Should I become more consistent?
I started with a a fairly clear plan of what I wanted to be on, how, and why two years ago, setting everything up at the same time helped in that, and it was a great thing to do. I love Twitter (for personal and professional). FB I really struggle to find the time for much compared to a year ago, LinkedIn I'm barely there, it's all reactive. I've tried setting up blogs or contributing to over the last couple of years, and that's been wildly erratic and never lasted more than a couple of weeks.
Ze Internet Search Engine results
Well there's a famous international food writer with the same name as me but I knew that (I've been looking at Google, Yahoo, Bing by the way). So she outdoes me a bit but that's fine, there's still a lot of me there under my actual name. All my other identities my name is discernible from I think looking at these results. So they link in a bit more than I'd anticipated they would.
To Do List
And this is going to be Kept Very Small because I frankly don't have time to add lots more To Do lists and it would totally take the fun out of this if it all became part of the on-going juggle. It's going to be 5min chunks around the edges of main activity. But then you can actually do a fair bit in 5mins if you know what you're trying to accomplish with it!
1. I shall officially sign up for CPD23 and link this blog to it instead of skulking in the shadows (less Claw more Penelope).

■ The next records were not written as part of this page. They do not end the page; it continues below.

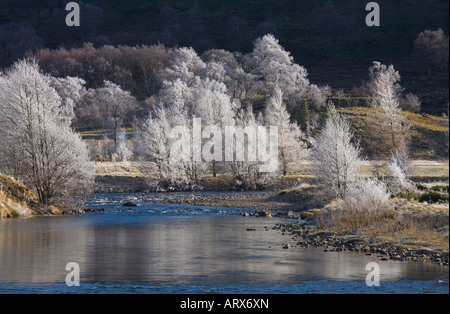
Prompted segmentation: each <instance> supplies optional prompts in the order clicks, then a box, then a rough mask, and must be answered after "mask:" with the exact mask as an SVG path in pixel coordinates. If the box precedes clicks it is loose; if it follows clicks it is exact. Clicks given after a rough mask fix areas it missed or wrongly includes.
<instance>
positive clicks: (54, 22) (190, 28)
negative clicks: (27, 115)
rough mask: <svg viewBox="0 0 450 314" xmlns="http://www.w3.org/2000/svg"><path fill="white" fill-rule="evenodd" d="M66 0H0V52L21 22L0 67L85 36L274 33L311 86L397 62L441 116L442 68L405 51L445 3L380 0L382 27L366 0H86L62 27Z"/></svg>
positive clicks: (209, 47) (403, 80)
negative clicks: (305, 69)
mask: <svg viewBox="0 0 450 314" xmlns="http://www.w3.org/2000/svg"><path fill="white" fill-rule="evenodd" d="M67 2H68V1H65V0H52V1H41V0H13V1H12V0H10V1H4V5H2V6H0V55H1V54H2V48H1V46H2V34H1V32H2V31H1V25H2V24H3V25H9V26H7V27H6V28H5V29H6V30H11V29H12V28H14V27H16V28H17V25H16V26H14V25H13V23H26V25H25V24H24V25H22V24H21V26H20V27H19V28H21V29H22V33H20V36H19V35H17V34H16V36H13V35H14V34H15V33H14V32H12V33H8V32H6V33H5V35H4V38H3V41H5V42H6V43H9V42H12V45H10V47H9V48H8V49H6V50H5V49H4V50H5V51H6V54H5V55H4V56H3V57H0V67H1V66H7V64H6V63H10V62H12V60H13V59H14V58H15V57H17V55H15V54H14V53H15V50H19V52H21V53H22V54H23V53H24V52H25V50H26V49H25V48H31V49H37V48H43V47H49V48H58V47H61V46H65V47H80V46H81V45H82V44H83V42H92V43H93V44H94V45H95V46H96V47H99V46H102V45H129V46H135V45H141V44H145V45H152V44H156V43H162V44H164V45H165V46H167V47H175V46H178V47H180V46H192V47H193V48H195V50H196V51H197V52H198V53H199V54H200V53H202V52H203V51H205V50H207V49H211V48H217V49H226V50H230V51H239V52H243V53H247V52H249V51H250V50H251V49H252V42H253V40H254V39H256V38H257V37H260V36H262V35H264V34H266V33H274V34H275V35H276V36H277V37H278V38H279V39H280V43H281V45H282V46H283V47H285V48H286V50H288V51H290V52H291V53H292V55H293V57H294V59H295V62H296V63H298V64H301V65H303V66H305V68H306V69H308V72H309V75H310V76H309V77H310V79H311V82H313V83H315V84H328V85H330V86H331V87H333V88H336V89H341V88H342V89H352V88H353V87H354V86H360V84H361V80H366V79H367V69H368V68H369V66H371V64H372V61H374V60H376V61H380V62H382V63H384V64H390V63H392V64H394V65H395V67H396V69H397V70H399V72H400V74H401V75H402V86H403V87H405V89H406V91H405V92H406V93H407V92H412V93H415V94H417V95H418V96H419V97H420V98H421V100H422V102H423V106H422V107H423V109H424V111H425V112H427V113H430V114H440V113H442V112H443V111H444V110H445V108H444V106H445V104H446V103H447V101H448V97H449V95H448V75H445V74H443V73H440V72H439V71H438V70H436V71H435V72H434V73H432V74H431V75H430V74H429V73H428V72H427V69H426V65H424V62H423V60H420V59H417V58H415V57H414V56H413V43H414V39H415V38H416V37H417V35H418V34H419V33H420V32H422V31H424V30H426V29H430V30H437V29H438V28H442V29H443V30H444V32H445V33H446V34H448V30H449V17H448V10H449V1H448V0H422V1H416V0H399V1H387V0H379V1H377V2H378V3H379V5H380V7H381V27H371V28H370V27H367V25H366V24H365V17H366V15H367V13H368V12H367V11H365V7H366V4H367V3H368V2H369V1H368V0H332V1H331V0H314V1H313V0H309V1H308V0H306V1H291V0H239V1H238V0H227V1H223V0H183V1H180V0H160V1H145V0H129V1H123V0H109V1H102V0H84V1H83V2H84V3H85V4H83V5H82V8H81V11H82V14H81V26H80V27H78V28H77V27H73V28H69V27H67V26H66V25H65V16H66V14H67V12H66V11H65V10H64V8H65V5H66V4H67ZM2 3H3V2H2ZM80 3H81V1H80ZM30 45H31V46H30ZM19 56H20V53H19ZM2 63H4V64H2Z"/></svg>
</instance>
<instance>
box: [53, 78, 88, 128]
mask: <svg viewBox="0 0 450 314" xmlns="http://www.w3.org/2000/svg"><path fill="white" fill-rule="evenodd" d="M85 84H86V81H85V80H83V79H80V78H78V77H69V76H68V77H66V78H52V79H51V86H52V87H53V88H54V89H55V90H56V92H57V93H58V95H59V97H61V106H60V111H61V117H62V122H63V123H64V124H67V125H68V126H71V125H72V121H73V119H74V118H75V107H76V105H77V104H78V103H79V102H80V101H81V99H82V97H83V95H84V93H85V92H86V89H85V88H84V85H85Z"/></svg>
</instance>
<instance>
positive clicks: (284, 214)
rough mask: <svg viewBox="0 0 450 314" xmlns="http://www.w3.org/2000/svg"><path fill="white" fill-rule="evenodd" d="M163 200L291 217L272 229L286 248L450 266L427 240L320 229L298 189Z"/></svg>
mask: <svg viewBox="0 0 450 314" xmlns="http://www.w3.org/2000/svg"><path fill="white" fill-rule="evenodd" d="M162 203H176V204H185V205H196V206H218V207H233V208H246V209H254V210H255V211H254V212H253V213H252V212H250V213H248V212H245V213H243V214H242V215H243V216H245V217H251V216H252V217H258V216H259V217H266V218H270V217H278V218H287V219H291V220H292V222H286V223H283V224H280V223H278V224H276V225H275V226H274V227H273V228H272V229H274V230H278V231H280V232H281V233H282V234H284V235H286V242H285V243H282V244H281V243H280V245H282V247H283V248H284V249H289V248H294V247H304V248H308V247H323V249H324V251H326V252H344V251H353V252H360V253H361V254H366V255H369V256H374V257H376V258H378V259H379V260H380V261H387V260H394V261H416V262H424V261H430V262H433V263H436V264H439V265H444V266H448V265H449V264H448V257H449V253H448V250H446V249H444V248H443V249H440V248H438V249H436V248H430V247H427V245H426V244H424V243H414V244H411V245H408V243H407V241H400V240H399V239H397V241H391V239H389V238H388V237H383V236H378V237H371V236H368V235H367V234H365V233H364V232H358V231H357V230H356V231H354V232H350V233H343V234H340V233H336V232H332V231H329V230H327V229H323V228H319V227H318V223H317V217H319V216H320V213H321V209H320V208H314V207H312V208H314V209H310V210H307V209H306V208H305V205H303V206H299V204H302V202H300V201H299V193H295V192H294V193H292V192H290V193H271V192H269V193H264V194H255V195H235V196H213V197H201V198H185V199H173V200H165V201H163V202H162ZM303 204H304V203H303ZM300 207H303V208H300ZM406 207H408V208H410V209H408V210H414V209H411V208H412V207H411V205H407V206H406ZM310 208H311V207H310ZM447 232H448V231H447ZM422 242H423V241H422Z"/></svg>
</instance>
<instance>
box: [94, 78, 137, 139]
mask: <svg viewBox="0 0 450 314" xmlns="http://www.w3.org/2000/svg"><path fill="white" fill-rule="evenodd" d="M94 101H95V103H94V104H93V105H94V106H97V107H98V108H100V113H101V114H102V116H103V119H104V123H105V124H104V125H105V126H106V127H108V128H111V129H112V130H113V139H114V143H115V144H117V135H118V133H119V131H120V128H121V127H122V126H123V122H124V120H125V118H126V117H130V115H133V114H134V112H135V110H136V106H137V103H136V99H135V98H134V96H132V95H131V93H130V92H128V91H125V90H123V89H122V88H121V87H120V86H119V85H117V84H114V83H112V82H109V81H105V82H104V86H103V87H101V88H98V89H97V90H96V92H95V98H94Z"/></svg>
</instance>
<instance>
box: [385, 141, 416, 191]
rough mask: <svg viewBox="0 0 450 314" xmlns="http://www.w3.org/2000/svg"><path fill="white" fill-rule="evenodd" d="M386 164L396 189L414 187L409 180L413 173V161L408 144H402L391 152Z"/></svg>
mask: <svg viewBox="0 0 450 314" xmlns="http://www.w3.org/2000/svg"><path fill="white" fill-rule="evenodd" d="M386 166H387V168H388V171H389V175H390V177H391V185H392V186H393V187H394V188H395V189H397V190H400V191H405V190H411V189H412V188H413V185H412V184H411V182H410V181H409V180H408V177H409V176H410V175H411V161H410V159H409V154H408V147H407V146H406V145H401V146H400V147H399V148H398V149H397V150H395V151H394V152H393V153H392V154H391V156H390V158H389V160H388V161H387V163H386Z"/></svg>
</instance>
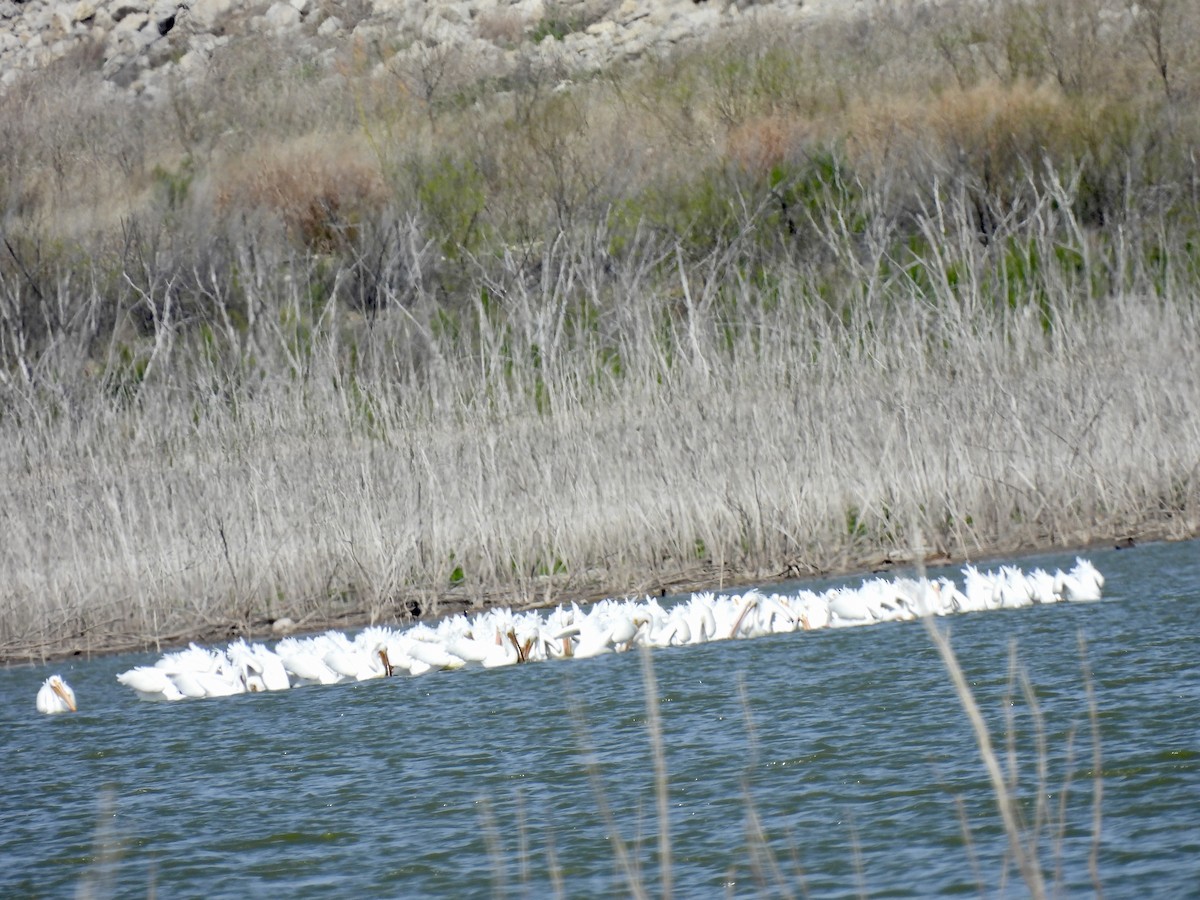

2. I will (shock horror) look at all my main online profiles and actually up-date them and put a bit more information in.
3. The blog thing shall be tried again - probably through this as an initial vehicle / schedule.
4. I will judiciously add at least some of my other selves to main places where I have profiles so they're still zoned with different names and avatars and purposes, but linked in better.
5. I will read the blog on BIALL Conf presentation on using LinkedIn better.
6. I'll get back to trying to tweet a few times a week on the professional account.
The name caught my eye (not that I am a fan of presocratics and not really a philosophy person) but then you reeled me in with Penelope Pitstop and the whole wacky races (which I preferred to the straight Penelope). hope you continue with the cpd23. I have only managed thing2 so far at http://thebodyinthelibrary.wordpress.com/
ReplyDeleteI love the Penelope vs Claw analogy - I think I too do this with my online personas, not wanting to mix personal with professional too much.